You’ve stumbled upon the current lair of one of rockdom’s grumpiest ogres, notorious Stooges leader Iggy Pop. There’s no warm and fuzzy welcome mat at his door—in fact, you’d be well advised to get your trespassing ass off his private property. Now. “I don’t do a gate, but there’s this big hedge, which sets a certain tone—it’s a hint,” growls Iggy in his unmistakable Big Bad Wolf voice.
Iggy has a fable or two of his own to relate.

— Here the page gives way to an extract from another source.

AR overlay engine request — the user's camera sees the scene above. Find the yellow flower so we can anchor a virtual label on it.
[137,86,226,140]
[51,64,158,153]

As he tells it, only two brave souls have ever dared to breach the perimeter, one a yuppie real-estate shill, and the other “this young black man in a poorly fitting white dress shirt and slacks … [He] stopped in front of my drive, and then determinedly walked right up to my door and knocked. And I thought ‘Wellll… OK,’ and said hello. He had a gigantic scar, must’ve been a knife scar, the length of his throat, so he’d been around. And he was selling magazines, door-to-door, as they used to back in the day.
“And I would never, ever give somebody like that the time of day,” continues the artist born James Osterberg, who—at 59—has been around a bit himself. “But ya know what? My heart went out to him. He told me he was just out of prison and he was being rehabbed and he was doing this and could I help him out.” In a moment of weakness, Iggy paid cash for a subscription to Art And Architecture, then watched his mailbox for the mag, month after month. “And I started to think ‘That sonofabitch!’ But then it came, ya know? And I said ‘Yes!’ And now I think of that guy every month when I get my Art And Architecture—it kinda restored my faith.”